Right before he reaches the church doors, I stumble into him and say, “I’m so sorry, monsieur!”
He jerks his elbow away but then catches sight of my face. “Sister Marchand?”
I nod; he has no clue of my true identity. To hide in plain sight, the girls of Covert Ops will dress as students or secretaries or humble sisters of the cloth, and our targets rarely give us a second glance. Little do they know that we’re the blades they never see coming. For instance, Travert and “Sister Marchand” have exchanged pleasantries for weeks, ever since we discovered that he attends mass three times a week. Major Harken never thought that a traitor like Travert would be so pious, but even he can be wrong at times.

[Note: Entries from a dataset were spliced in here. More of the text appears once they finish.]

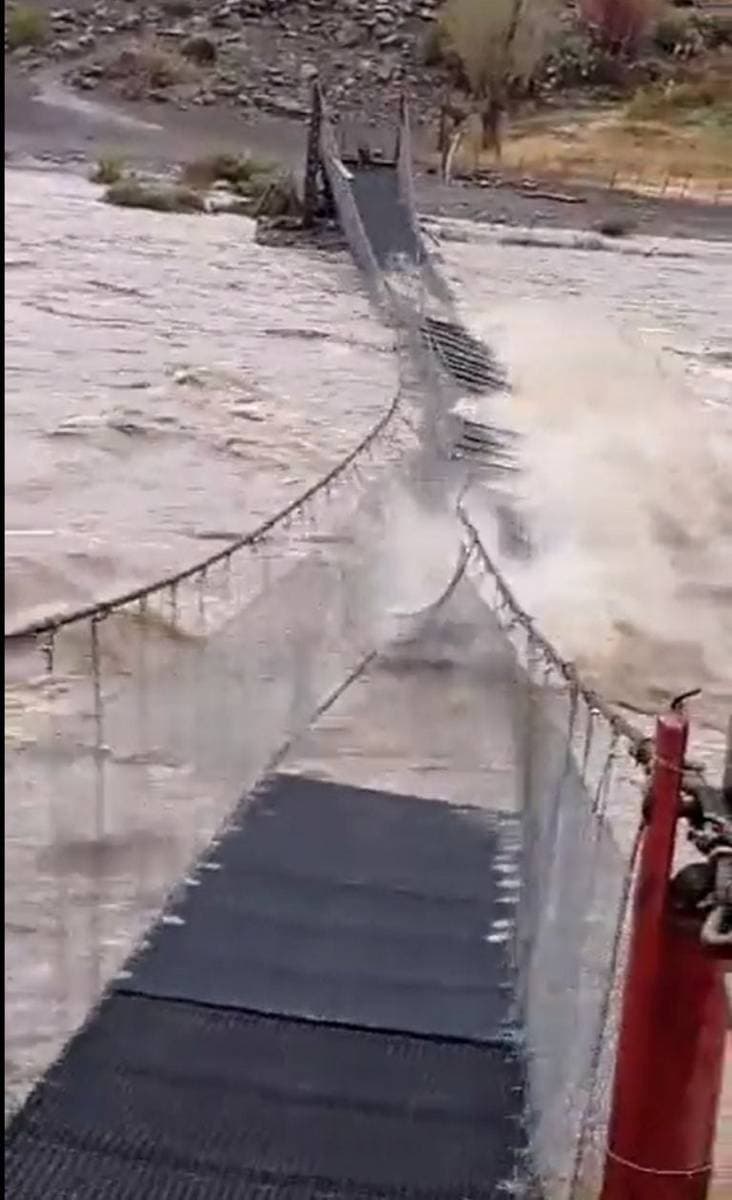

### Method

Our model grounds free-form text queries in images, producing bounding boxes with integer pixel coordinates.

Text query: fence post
[302,79,323,228]
[601,712,726,1200]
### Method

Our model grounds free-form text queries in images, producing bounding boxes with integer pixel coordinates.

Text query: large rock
[180,34,218,67]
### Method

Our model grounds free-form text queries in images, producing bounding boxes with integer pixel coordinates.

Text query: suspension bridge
[6,87,724,1200]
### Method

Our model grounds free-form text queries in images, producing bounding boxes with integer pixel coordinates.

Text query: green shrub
[181,154,274,191]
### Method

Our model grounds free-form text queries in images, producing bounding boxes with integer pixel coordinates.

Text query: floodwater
[5,169,732,1105]
[432,222,732,757]
[5,169,397,628]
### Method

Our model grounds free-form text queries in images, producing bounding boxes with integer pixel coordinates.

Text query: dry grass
[439,0,558,96]
[5,4,49,50]
[104,175,205,212]
[444,76,732,199]
[104,41,198,100]
[89,155,125,187]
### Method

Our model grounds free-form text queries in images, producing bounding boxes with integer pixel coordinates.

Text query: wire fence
[448,152,732,206]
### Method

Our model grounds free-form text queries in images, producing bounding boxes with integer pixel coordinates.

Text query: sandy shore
[5,64,732,240]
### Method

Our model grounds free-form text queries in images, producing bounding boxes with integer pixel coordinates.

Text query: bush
[104,41,196,100]
[438,0,557,97]
[542,30,626,88]
[581,0,660,55]
[89,155,125,186]
[181,154,274,191]
[181,34,218,67]
[252,174,302,217]
[626,74,732,121]
[104,175,205,212]
[5,4,48,50]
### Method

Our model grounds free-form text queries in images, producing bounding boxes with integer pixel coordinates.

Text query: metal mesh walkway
[6,775,523,1200]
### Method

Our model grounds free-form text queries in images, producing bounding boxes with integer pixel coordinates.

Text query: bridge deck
[6,592,523,1200]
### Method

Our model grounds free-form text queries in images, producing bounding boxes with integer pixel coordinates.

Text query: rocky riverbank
[6,0,438,124]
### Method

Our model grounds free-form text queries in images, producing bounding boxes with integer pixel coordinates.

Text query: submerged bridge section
[6,585,526,1200]
[6,98,527,1200]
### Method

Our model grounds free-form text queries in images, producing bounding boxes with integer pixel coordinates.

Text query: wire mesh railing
[6,79,724,1200]
[316,93,720,1200]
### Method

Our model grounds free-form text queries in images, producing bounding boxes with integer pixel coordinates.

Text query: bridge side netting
[323,96,644,1200]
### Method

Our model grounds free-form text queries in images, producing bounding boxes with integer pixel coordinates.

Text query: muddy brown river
[5,159,732,1123]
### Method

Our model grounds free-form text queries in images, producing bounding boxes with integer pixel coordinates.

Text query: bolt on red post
[601,712,727,1200]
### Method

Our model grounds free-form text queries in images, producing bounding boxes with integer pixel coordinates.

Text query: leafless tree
[442,0,560,158]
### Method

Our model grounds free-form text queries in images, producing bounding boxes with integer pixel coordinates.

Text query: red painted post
[601,713,726,1200]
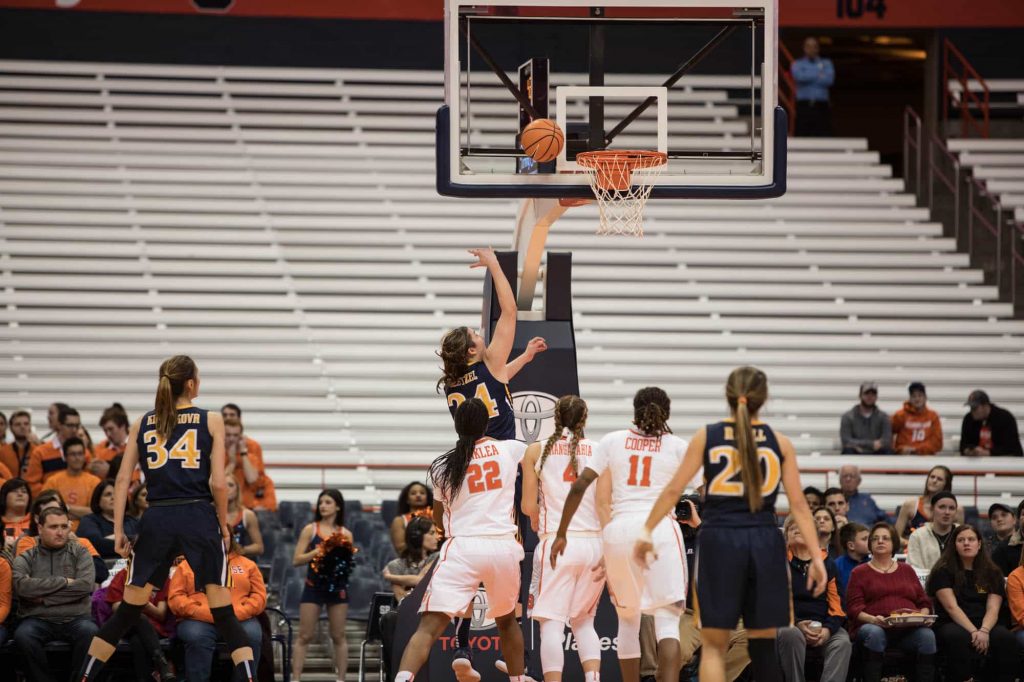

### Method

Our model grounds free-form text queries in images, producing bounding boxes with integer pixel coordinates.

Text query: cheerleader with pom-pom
[292,488,355,680]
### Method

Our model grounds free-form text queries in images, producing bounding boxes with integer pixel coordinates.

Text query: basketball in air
[519,119,565,163]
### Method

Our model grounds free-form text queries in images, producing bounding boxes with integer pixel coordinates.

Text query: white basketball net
[578,150,667,237]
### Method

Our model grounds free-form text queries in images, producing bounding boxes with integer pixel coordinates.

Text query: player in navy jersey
[79,355,255,682]
[635,367,826,682]
[437,249,548,440]
[437,248,548,682]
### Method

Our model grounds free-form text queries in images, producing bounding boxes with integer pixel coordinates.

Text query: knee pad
[746,637,782,682]
[654,606,683,642]
[210,606,251,651]
[541,621,569,675]
[618,611,640,658]
[96,601,144,646]
[569,615,601,662]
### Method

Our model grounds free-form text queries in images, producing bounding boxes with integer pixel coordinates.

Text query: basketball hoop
[577,150,669,237]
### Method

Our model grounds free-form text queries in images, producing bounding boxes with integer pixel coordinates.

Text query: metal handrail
[942,38,991,137]
[778,43,797,137]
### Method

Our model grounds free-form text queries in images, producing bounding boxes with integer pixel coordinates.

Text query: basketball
[519,119,565,163]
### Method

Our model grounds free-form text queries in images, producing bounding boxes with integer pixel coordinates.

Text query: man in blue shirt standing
[793,37,836,137]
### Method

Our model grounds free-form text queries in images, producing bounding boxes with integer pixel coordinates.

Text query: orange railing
[778,43,797,137]
[942,38,990,137]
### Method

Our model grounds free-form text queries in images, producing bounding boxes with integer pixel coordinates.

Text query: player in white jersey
[551,386,687,682]
[395,398,525,682]
[522,395,608,682]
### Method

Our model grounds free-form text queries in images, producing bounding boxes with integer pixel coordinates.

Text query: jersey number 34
[143,429,200,471]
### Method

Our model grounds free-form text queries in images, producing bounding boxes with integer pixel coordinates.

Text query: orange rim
[577,150,669,191]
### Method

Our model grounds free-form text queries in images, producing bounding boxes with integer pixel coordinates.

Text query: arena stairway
[0,61,1024,516]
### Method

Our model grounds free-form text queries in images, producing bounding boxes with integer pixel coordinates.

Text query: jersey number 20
[466,460,502,495]
[144,429,200,471]
[708,445,782,498]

With our sights set, Harken had sent in Sabine first as usual. She had cozied up to Travert at his favorite brasserie, La Closerie des Lilas, dressed to the nines in her Clarinda alias—red lips, blond wig, and a black dress that made use of every one of her curves. But even with her Veronica Lake good looks, Travert had spent his entire meal admiring the restaurant’s lilac garden instead of Sabine’s carefully displayed cleavage. Afterward, Sabine had scoffed and told Harken that Travert must have been nearsighted or preferred the company of other men, but I’d seen the annoyance behind her rouge. It was the first time I had seen the unflappable Sabine look so very flapped, and I’d hidden my grin at that. Maybe that’s petty of me, but I couldn’t
help it, not when she tosses me a snooty glance whenever she gets the chance.
Tilly had tried her hand next, opting for her Laverne alias, a chatty bookseller who’s far too friendly for her own good. On a warm day in May, she followed Travert onto a stuffy métro car and plopped herself into the seat next to him. She had chitchatted about the Nazi-sponsored rowing regatta on the Seine and how fun it would be. Then she leaned into Travert and whispered, “They’re not so bad. The Germans, I mean. Wouldn’t you agree?” But he didn’t look up from his newspaper.
With our options running low, it was my idea to give Sister Marchand a try, but Major Harken wouldn’t hear of it. Every time I brought up the idea he’d shoo me out of his tiny office to return to his folders stamped Classified—Zerfall, but Tilly helped me convince him in the end. We figured that Travert might open up to a nun. And just as we hoped, he has played right into our hands.
Travert takes me by the elbow. “Are you hurt, Sister?”
“I don’t believe so,” I say, but I flash him a stricken look when I straighten. “Oh, my ankle!”
“Is it broken?”
“No, no, but”—I wince—“I must have rolled it.”
“You poor thing.” He looks at me with such pity that I know I’ve played him like a Glenn Miller record so far. I wish that Harken were here to see me, but he’d likely huff that my job isn’t even half done. So I focus on what comes next.
Set the trap.
I throw Travert a sheepish smile. “Forgive me for asking, but might you walk me to the courtyard? There’s a bench where I can rest for a bit.”
Travert hesitates. I don’t think he would refuse a nun, or have I misjudged him? My worries soon vanish when he offers me his arm. “Lead the way, Sister.”
I lean on him while I hobble upon my poor bruised ankle. We’re standing so close that I can smell the sweat staining his jacket, and I think how easy it would be to slip my dagger into his side and up into his heart, but I need to question him first. My knife will have to be patient.
Travert helps me to the bench, and before he can turn away, I pull out a box of cigarettes from my pocket.